Шрифт:
Интервал:
Закладка:
Повидавший всякое, опытный судмедэксперт сразу после отбытия Геннадия в больницу сказал Гурову, что между смертью Шлицмана и Арефьевой есть связь.
– К завтрашнему дню, надеюсь, уже будет известно, прав ли я, – сообщил он, собираясь выйти из квартиры. – А вы пока что работайте с тем, что есть.
– Ну хоть намекни, – попросил Крячко.
– Ты пробку от бутылки нашел? – повернулся к нему Гуров.
– Нет. Дал команду остальным. Ищут. Если ее не выбросили, то никуда она не денется.
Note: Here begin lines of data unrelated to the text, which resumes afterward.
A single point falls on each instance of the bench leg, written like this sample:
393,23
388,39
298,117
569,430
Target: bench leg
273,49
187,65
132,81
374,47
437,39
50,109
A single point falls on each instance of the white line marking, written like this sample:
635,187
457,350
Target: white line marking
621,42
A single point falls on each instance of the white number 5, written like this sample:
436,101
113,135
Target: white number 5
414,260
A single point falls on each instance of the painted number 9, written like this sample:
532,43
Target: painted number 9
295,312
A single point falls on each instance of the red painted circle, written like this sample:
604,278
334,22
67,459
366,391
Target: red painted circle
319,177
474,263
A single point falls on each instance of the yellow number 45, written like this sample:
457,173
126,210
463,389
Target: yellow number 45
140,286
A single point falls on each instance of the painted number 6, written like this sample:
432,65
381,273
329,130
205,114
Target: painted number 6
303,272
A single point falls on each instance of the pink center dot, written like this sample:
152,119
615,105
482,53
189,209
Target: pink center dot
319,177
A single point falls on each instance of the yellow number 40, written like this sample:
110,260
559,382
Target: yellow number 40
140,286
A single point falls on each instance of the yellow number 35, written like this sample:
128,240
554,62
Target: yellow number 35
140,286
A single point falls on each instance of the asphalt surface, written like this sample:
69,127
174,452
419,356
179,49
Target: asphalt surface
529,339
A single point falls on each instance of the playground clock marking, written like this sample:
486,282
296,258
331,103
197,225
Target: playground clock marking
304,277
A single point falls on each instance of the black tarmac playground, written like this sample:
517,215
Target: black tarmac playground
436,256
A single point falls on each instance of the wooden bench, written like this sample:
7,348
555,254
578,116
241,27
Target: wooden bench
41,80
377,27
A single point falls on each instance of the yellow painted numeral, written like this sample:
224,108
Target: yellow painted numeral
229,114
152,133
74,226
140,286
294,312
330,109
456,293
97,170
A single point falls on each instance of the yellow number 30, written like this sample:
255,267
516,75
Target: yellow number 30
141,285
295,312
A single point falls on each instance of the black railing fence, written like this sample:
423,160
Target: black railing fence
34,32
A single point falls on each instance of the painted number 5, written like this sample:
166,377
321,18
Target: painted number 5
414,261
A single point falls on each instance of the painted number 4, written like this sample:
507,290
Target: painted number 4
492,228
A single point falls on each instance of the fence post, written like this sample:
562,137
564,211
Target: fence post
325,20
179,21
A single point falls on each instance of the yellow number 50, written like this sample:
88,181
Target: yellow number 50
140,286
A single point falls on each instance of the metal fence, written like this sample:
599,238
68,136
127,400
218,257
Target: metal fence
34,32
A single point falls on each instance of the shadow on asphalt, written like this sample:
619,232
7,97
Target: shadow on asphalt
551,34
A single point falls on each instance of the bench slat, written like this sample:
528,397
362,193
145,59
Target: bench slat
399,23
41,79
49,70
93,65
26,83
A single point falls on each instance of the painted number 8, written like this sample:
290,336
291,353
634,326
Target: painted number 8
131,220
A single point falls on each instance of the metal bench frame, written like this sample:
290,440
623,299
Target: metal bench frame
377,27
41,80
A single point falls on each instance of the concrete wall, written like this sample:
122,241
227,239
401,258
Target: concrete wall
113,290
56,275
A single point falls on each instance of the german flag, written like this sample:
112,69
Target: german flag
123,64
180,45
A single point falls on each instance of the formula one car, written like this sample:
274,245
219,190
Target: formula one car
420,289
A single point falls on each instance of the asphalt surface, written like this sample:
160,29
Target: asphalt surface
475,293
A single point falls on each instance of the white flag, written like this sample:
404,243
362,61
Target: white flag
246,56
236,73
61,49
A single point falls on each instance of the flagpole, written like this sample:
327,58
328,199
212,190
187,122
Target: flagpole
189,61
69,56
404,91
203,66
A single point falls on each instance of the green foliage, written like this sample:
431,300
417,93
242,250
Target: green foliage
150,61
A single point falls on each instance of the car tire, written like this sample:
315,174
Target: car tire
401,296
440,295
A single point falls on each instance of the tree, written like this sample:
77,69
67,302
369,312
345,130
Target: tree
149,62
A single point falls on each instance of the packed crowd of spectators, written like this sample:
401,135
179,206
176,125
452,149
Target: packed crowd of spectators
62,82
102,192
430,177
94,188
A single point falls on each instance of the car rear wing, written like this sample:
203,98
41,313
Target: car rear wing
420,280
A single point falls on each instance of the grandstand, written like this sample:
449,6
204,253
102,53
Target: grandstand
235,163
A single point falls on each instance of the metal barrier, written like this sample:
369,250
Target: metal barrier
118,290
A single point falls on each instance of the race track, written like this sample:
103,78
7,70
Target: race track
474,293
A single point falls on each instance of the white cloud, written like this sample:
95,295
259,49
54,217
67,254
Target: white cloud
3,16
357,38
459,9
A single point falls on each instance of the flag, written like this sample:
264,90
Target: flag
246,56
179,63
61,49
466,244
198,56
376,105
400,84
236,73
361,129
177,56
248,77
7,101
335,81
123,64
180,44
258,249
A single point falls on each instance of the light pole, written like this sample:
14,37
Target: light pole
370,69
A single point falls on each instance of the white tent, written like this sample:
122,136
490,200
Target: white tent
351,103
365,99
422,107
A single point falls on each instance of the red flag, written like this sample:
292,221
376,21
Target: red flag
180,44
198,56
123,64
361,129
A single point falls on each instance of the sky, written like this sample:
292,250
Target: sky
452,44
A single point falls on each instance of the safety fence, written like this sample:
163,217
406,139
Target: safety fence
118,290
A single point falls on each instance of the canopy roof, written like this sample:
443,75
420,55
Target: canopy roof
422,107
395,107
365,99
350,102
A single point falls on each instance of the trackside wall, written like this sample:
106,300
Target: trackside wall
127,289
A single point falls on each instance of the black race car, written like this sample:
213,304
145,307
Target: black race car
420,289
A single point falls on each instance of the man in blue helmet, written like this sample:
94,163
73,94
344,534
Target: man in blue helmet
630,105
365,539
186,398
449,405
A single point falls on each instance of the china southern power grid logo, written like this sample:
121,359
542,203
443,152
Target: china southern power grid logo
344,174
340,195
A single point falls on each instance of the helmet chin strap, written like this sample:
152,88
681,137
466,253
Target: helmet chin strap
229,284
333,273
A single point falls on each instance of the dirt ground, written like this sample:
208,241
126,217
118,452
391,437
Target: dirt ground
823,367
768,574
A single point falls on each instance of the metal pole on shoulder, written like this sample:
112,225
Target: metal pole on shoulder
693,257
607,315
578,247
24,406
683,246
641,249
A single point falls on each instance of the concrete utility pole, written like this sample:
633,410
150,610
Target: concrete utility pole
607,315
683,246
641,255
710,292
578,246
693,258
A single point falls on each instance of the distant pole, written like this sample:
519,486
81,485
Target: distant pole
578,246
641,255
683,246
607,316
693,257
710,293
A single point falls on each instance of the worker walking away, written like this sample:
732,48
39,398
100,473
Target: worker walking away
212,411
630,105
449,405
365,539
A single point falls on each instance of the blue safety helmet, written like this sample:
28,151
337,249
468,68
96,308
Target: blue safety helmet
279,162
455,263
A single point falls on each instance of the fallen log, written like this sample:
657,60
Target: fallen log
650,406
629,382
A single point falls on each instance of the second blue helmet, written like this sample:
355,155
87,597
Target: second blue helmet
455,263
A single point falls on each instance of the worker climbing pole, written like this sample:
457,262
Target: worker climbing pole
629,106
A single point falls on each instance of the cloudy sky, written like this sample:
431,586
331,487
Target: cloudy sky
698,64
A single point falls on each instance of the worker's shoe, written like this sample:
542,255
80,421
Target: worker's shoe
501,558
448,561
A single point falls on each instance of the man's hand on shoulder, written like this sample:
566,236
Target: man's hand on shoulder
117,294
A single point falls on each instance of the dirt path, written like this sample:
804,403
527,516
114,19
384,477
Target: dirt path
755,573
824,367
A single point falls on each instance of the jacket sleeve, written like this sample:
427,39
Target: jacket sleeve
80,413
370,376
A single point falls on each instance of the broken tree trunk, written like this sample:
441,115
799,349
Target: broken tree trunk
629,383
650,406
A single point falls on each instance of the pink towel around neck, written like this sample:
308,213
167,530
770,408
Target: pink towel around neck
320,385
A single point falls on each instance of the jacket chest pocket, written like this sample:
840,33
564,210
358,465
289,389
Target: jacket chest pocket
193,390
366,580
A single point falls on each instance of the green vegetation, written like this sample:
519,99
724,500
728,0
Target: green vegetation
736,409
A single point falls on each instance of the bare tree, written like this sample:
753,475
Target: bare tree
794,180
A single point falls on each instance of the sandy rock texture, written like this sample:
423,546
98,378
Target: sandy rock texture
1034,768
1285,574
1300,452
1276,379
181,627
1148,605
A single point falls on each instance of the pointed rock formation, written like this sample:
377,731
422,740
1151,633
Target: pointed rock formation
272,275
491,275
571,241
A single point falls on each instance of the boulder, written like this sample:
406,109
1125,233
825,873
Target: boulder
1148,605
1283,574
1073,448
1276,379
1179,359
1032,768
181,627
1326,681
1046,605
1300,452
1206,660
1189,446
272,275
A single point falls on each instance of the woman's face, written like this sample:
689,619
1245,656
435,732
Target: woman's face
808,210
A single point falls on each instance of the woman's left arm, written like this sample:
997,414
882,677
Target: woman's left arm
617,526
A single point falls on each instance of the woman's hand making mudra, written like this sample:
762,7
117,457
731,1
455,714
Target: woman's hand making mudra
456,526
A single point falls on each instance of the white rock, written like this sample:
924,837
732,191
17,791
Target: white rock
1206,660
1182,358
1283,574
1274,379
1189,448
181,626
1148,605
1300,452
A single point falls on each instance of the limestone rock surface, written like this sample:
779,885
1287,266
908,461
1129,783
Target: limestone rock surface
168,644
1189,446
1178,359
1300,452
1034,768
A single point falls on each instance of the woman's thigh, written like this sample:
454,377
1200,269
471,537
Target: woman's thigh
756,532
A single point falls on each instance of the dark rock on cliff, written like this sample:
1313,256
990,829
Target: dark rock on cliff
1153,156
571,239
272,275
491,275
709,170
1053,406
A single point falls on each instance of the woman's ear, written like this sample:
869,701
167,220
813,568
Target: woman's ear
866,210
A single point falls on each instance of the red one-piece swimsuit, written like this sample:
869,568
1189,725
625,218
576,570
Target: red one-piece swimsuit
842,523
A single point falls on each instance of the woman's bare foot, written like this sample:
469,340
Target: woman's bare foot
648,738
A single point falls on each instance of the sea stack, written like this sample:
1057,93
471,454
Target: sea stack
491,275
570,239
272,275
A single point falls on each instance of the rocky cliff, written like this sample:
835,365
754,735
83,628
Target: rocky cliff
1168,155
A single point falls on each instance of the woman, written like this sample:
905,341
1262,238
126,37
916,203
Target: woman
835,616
Остановившись, Дроздов мрачно наблюдал за диалогом между сыщиками, после чего выдержал паузу и наконец заговорил:
– Хотите подробности? Пожалуйста. Помимо травмы головы Шлицман получил инфаркт миокарда. Если эта красивая девочка, которая, скорее всего, впервые в жизни выпила почти целую бутылку вина, умерла по той же причине, то вы получите в подарок пока что неуловимого серийного убийцу. Ну не верю я в такие совпадения. Как и в то, что крепкий, здоровый мужик, спортсмен с железными бицепсами, неожиданно почувствовал себя плохо именно после глотка того же вина. Поняли меня, ребятки?
Труп Арефьевой отправили в морг. Оперативники, дав Гурову и Стасу возможность самим осмотреть место происшествия, закончили затемно. Генерал-майор Орлов, выслушав доклад Гурова по телефону, потребовал быть с утра у него, после чего пожелал наконец-то всем доброй ночи.
Лев Иванович ехал домой с ощущением, будто бы в голову ему налили целый ковш бетона. Такого количества информации на него давно не сваливалось. Сам Гуров уже и не помнил, во сколько он в последний раз ел. Даже пить не хотелось. Тело требовало покоя, но Гуров знал, что просто уснуть у него не получится.
Маша встретила его на пороге и, едва взглянув на него, тут же протянула руку, на которую вскоре упал мятый пиджак мужа.
– Тяжелый день? – спросила она.
– Нормальный, – изрек Гуров, заходя в комнату и на ходу развязывая галстук.
– В аэропорт не провожай, – заявила супруга. – На такси доберусь.
– Уверена? Я могу, – смело ответил Гуров.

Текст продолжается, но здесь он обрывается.